Over a weekend in Cape St Francis during the South African longboarding championships, I caught up with all-time favourite friend, surfer and traveller Andrew David Bance. We got chatting about life, the present, the future and the love of his life… surfing.
Andrew started surfing at the age of nine. A few borrowed boards and surf sessions later, and by 14 he found himself in the world of competitive surfing.
Growing up in Houtbay, Cape Town, Andrew wasn’t far from some of the best waves in the country. Lundudno was his local spot and so, as longboarder, he had to get used to fast-breaking beach breaks, barrels and raw power while he was perfecting his technique. Whether he’s surfing two-foot Muizenberg or charging eight-foot waves on a recent trip to G-land, Andrew’s passion lies in combining traditional longboarding techniques with the modernity of current-day performance surfing. He is a diverse and talented surfer: together we’ve surfed shortboards, longboards, any boards… we’ve wakeboarded and skurfed, we’ve been tow-in surfing with his local crew. Of all the days I’ve spent by his side it is clear that it is the ocean where he feels most at home.
Andrew’s mom, Sue, kick-started his pro career – while buying a block of wax at the Corner Surf Shop in Muizenberg one afternoon she noticed a poster advertising a longboarding contest. On her return home, she presented Andrew with the paid-up and completed entry form. He went on to win the contest. The Western Province Championships was up next, where Andrew secured a Puma sponsorship – the only longboarder to ride for them. He made it to the semi-finals in 2008 championships, and in the 2009 championships he surfed to secure a place in the quarterfinals. He knows that you win some, you lose some.
In the past few years, Andrew has made a conscious change of direction, taking his focus off surfing for the masses, the media or the judges in favour of surfing for the love of it. Instead of chasing the prize, Andrew has been experimenting with innovative new ideas, finding a balance in life and bringing his dreams back into perspective.
What does his future hold? Big-wave surfing, he hopes, although he admits he’ll never stray too far from his first love and keeps on being excited about getting creative and mixing and merging performance and style. Although Andrew is extremely passionate about South Africa and its world-class waves, he’s definitely interested in the overseas longboarding scene. Europe’s circuit, for instance, is much more welcoming – more about the art of surfing compared to the competitive surf world here in South Africa.
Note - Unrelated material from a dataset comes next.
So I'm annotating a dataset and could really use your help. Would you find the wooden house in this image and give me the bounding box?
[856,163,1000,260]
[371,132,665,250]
But for now, Andrew refuses to let contest results rule his life; he is committed to staying true to himself and not selling out. He firmly believes that competing should never become so important that it takes away your passion and love for what you do. From one-foot onshore slop to eight-foot barrelling perfection, you’ll find Andrew out there still getting as stoked as the first time he stood up on a board.
We never got to see much of the South African longboarding championships, because Andrew and I headed off to let adventure unfold. We checked the surf but it didn’t look too promising, so we drove back routes, with farmlands and dirt tracks as far as we could see. We helped a little tortoise out the road before a truck nearly ended all three of our lives. We 4×4’d on a quarry sand dune; we got a call to say the surf was great; we stopped to buy some snacks. The car died; we got it fixed. We went surfing and we ended a lazy sunny afternoon with a skate park session.
Andrew has big dreams and great ideas and I feel privileged to be part of his life. When he is around life is exciting and spontaneous, without effort. He brings a magical element to everyday mundane life; opportunities are never out of reach and nothing is impossible. He’s the most individual person I know; he’s the heart of the party and my own personal superhero. Life with Andrew is summer all the time, laughter without end and dreams without limitations. He lives out loud in leaps and bounds and to him, surfing is like oxygen in a suffocating world.